Saturday, May 19, 2007

"Right Lane Must Turn Right", City of Victoria


The sentiment expressed by the City of Victoria's Right Lane Must Turn Right is one of order, enforced through authoritarianism. The word "MUST" is given the most emphasis, twice the height of the other, condensed words. The colors are black and white, as is the philosophy underlying them.

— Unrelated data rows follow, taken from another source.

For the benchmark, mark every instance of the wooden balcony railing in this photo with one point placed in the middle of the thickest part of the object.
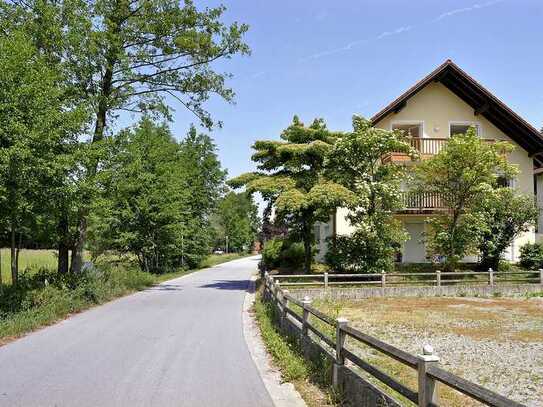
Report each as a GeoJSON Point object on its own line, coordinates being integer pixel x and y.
{"type": "Point", "coordinates": [426, 147]}
{"type": "Point", "coordinates": [417, 201]}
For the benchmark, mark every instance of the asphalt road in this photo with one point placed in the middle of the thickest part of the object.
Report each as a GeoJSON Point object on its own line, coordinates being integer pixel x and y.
{"type": "Point", "coordinates": [177, 344]}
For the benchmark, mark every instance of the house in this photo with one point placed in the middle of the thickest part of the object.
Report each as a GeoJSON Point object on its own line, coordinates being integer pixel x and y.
{"type": "Point", "coordinates": [446, 102]}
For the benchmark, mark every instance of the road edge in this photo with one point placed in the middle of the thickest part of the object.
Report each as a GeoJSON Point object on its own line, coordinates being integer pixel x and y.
{"type": "Point", "coordinates": [282, 394]}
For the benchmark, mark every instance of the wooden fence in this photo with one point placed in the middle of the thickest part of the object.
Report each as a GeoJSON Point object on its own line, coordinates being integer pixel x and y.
{"type": "Point", "coordinates": [426, 364]}
{"type": "Point", "coordinates": [437, 279]}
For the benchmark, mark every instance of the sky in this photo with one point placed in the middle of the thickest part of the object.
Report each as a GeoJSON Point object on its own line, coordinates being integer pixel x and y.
{"type": "Point", "coordinates": [333, 59]}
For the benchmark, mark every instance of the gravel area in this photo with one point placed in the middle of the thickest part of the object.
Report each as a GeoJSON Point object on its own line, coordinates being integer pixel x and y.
{"type": "Point", "coordinates": [497, 343]}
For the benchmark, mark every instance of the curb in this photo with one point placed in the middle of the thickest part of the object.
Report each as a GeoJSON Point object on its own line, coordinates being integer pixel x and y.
{"type": "Point", "coordinates": [282, 394]}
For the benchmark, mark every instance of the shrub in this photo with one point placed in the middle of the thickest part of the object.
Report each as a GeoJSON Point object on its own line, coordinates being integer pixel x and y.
{"type": "Point", "coordinates": [531, 255]}
{"type": "Point", "coordinates": [292, 255]}
{"type": "Point", "coordinates": [271, 253]}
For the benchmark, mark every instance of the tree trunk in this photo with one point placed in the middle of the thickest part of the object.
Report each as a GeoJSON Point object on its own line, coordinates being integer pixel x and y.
{"type": "Point", "coordinates": [79, 245]}
{"type": "Point", "coordinates": [63, 244]}
{"type": "Point", "coordinates": [307, 238]}
{"type": "Point", "coordinates": [13, 257]}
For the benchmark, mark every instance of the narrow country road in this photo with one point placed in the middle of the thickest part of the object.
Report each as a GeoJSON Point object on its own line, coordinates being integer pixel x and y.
{"type": "Point", "coordinates": [177, 344]}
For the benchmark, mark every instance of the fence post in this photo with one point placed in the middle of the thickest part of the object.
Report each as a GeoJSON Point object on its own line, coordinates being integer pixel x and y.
{"type": "Point", "coordinates": [284, 305]}
{"type": "Point", "coordinates": [340, 343]}
{"type": "Point", "coordinates": [427, 386]}
{"type": "Point", "coordinates": [305, 317]}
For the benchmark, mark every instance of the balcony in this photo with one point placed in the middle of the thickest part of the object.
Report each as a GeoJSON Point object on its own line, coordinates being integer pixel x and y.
{"type": "Point", "coordinates": [417, 202]}
{"type": "Point", "coordinates": [427, 147]}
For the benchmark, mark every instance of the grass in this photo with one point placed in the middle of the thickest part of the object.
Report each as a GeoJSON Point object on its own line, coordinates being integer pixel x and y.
{"type": "Point", "coordinates": [308, 377]}
{"type": "Point", "coordinates": [44, 297]}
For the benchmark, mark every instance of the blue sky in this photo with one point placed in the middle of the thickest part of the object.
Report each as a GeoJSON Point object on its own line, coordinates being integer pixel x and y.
{"type": "Point", "coordinates": [332, 59]}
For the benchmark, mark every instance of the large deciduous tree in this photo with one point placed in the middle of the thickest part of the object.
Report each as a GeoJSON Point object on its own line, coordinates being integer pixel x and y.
{"type": "Point", "coordinates": [38, 131]}
{"type": "Point", "coordinates": [236, 221]}
{"type": "Point", "coordinates": [156, 197]}
{"type": "Point", "coordinates": [124, 55]}
{"type": "Point", "coordinates": [506, 214]}
{"type": "Point", "coordinates": [463, 174]}
{"type": "Point", "coordinates": [291, 175]}
{"type": "Point", "coordinates": [356, 162]}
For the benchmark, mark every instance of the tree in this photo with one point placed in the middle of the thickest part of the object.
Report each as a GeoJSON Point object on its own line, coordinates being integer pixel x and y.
{"type": "Point", "coordinates": [463, 174]}
{"type": "Point", "coordinates": [38, 128]}
{"type": "Point", "coordinates": [156, 197]}
{"type": "Point", "coordinates": [128, 55]}
{"type": "Point", "coordinates": [291, 175]}
{"type": "Point", "coordinates": [506, 214]}
{"type": "Point", "coordinates": [355, 161]}
{"type": "Point", "coordinates": [236, 220]}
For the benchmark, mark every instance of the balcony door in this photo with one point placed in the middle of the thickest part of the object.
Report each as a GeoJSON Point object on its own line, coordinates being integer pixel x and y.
{"type": "Point", "coordinates": [413, 130]}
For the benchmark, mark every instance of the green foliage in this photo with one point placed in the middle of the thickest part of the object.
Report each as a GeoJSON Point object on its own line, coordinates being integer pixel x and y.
{"type": "Point", "coordinates": [506, 214]}
{"type": "Point", "coordinates": [236, 219]}
{"type": "Point", "coordinates": [271, 253]}
{"type": "Point", "coordinates": [463, 174]}
{"type": "Point", "coordinates": [45, 297]}
{"type": "Point", "coordinates": [531, 256]}
{"type": "Point", "coordinates": [291, 175]}
{"type": "Point", "coordinates": [355, 161]}
{"type": "Point", "coordinates": [156, 198]}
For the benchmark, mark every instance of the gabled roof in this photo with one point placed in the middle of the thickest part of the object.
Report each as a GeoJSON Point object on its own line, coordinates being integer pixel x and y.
{"type": "Point", "coordinates": [481, 100]}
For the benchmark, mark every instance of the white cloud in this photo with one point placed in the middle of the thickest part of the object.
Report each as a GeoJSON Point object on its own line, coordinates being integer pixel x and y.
{"type": "Point", "coordinates": [466, 9]}
{"type": "Point", "coordinates": [399, 30]}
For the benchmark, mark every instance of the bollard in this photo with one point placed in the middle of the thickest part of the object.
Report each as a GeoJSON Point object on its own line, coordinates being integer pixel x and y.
{"type": "Point", "coordinates": [427, 386]}
{"type": "Point", "coordinates": [305, 316]}
{"type": "Point", "coordinates": [340, 343]}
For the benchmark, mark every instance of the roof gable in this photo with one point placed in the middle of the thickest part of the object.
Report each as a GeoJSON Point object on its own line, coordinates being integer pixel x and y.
{"type": "Point", "coordinates": [481, 100]}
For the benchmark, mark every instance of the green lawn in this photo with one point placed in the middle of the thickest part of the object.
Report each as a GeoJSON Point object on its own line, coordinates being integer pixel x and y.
{"type": "Point", "coordinates": [47, 297]}
{"type": "Point", "coordinates": [31, 259]}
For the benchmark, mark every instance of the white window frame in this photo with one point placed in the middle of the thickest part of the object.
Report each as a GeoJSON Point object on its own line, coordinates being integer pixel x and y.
{"type": "Point", "coordinates": [419, 122]}
{"type": "Point", "coordinates": [467, 123]}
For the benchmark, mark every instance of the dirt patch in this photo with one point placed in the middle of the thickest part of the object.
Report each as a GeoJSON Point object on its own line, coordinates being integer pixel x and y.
{"type": "Point", "coordinates": [495, 342]}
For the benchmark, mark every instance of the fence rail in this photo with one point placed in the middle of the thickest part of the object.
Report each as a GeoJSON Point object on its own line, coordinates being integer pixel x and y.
{"type": "Point", "coordinates": [438, 278]}
{"type": "Point", "coordinates": [426, 364]}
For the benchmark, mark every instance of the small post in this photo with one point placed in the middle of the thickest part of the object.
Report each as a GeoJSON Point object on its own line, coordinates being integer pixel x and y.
{"type": "Point", "coordinates": [340, 343]}
{"type": "Point", "coordinates": [305, 316]}
{"type": "Point", "coordinates": [427, 386]}
{"type": "Point", "coordinates": [284, 305]}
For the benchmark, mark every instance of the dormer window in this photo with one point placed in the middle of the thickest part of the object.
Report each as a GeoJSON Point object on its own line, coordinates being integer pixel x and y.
{"type": "Point", "coordinates": [462, 128]}
{"type": "Point", "coordinates": [412, 130]}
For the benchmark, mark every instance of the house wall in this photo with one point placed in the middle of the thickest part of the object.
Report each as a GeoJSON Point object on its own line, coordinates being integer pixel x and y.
{"type": "Point", "coordinates": [436, 106]}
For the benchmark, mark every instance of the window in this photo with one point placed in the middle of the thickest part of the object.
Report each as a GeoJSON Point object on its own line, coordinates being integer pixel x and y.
{"type": "Point", "coordinates": [410, 129]}
{"type": "Point", "coordinates": [505, 182]}
{"type": "Point", "coordinates": [462, 128]}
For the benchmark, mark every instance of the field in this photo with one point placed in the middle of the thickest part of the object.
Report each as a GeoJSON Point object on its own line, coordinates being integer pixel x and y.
{"type": "Point", "coordinates": [32, 259]}
{"type": "Point", "coordinates": [495, 342]}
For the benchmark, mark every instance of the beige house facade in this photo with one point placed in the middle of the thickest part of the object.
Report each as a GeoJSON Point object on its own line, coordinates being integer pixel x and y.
{"type": "Point", "coordinates": [447, 102]}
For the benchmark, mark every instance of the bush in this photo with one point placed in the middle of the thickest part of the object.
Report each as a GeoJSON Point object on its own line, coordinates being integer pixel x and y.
{"type": "Point", "coordinates": [292, 255]}
{"type": "Point", "coordinates": [271, 253]}
{"type": "Point", "coordinates": [531, 256]}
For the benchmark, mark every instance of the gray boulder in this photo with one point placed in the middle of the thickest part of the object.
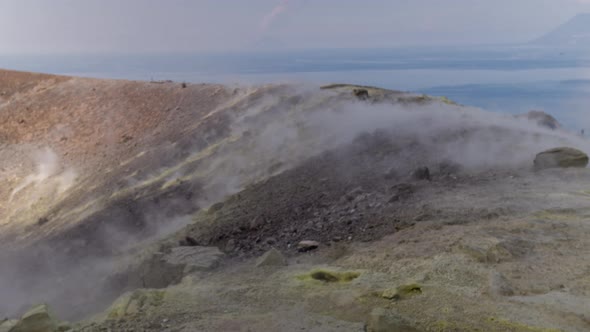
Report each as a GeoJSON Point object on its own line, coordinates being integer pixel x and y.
{"type": "Point", "coordinates": [38, 319]}
{"type": "Point", "coordinates": [381, 320]}
{"type": "Point", "coordinates": [561, 157]}
{"type": "Point", "coordinates": [272, 257]}
{"type": "Point", "coordinates": [194, 258]}
{"type": "Point", "coordinates": [542, 119]}
{"type": "Point", "coordinates": [7, 325]}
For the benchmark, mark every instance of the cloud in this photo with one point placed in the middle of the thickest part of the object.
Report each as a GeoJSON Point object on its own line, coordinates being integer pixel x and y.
{"type": "Point", "coordinates": [272, 16]}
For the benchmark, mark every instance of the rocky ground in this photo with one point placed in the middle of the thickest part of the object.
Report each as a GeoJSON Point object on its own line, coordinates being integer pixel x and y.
{"type": "Point", "coordinates": [283, 208]}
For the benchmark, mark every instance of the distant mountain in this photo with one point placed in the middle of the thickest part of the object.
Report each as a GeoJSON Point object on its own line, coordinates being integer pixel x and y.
{"type": "Point", "coordinates": [575, 32]}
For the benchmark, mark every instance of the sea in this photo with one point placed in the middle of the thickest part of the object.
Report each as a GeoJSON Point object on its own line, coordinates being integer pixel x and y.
{"type": "Point", "coordinates": [500, 78]}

Note the position of the four bolts in the sign. The significance of each bolt is beyond the scope of this summary, but let us consider the one at the top left. It punctures the bottom of the "I", though not centrally. It is slightly offset to the right, almost as if to suggest that even seeming absolutes like this sign have imperfections in its smooth appearance, and even its carefully painted letters cannot escape the mark of practicality and necessity. The bolt does not puncture the I symmetrically but is offset – the scuffs of progress make way for no-one; function trumps form. Or perhaps function is aloof to form, is unaware of it, and yet is crucial to it.


Commonography is the application of artistic criticism to common everyday items. You take an ordinary thing, like a road sign, or a dent in the wall, and you treat it as art and provide commentary. Is commonography a form of absurdism? Or is it a worldview that sees all of life as art, even the commonplace? Or is it a statement about preconceived notions about art?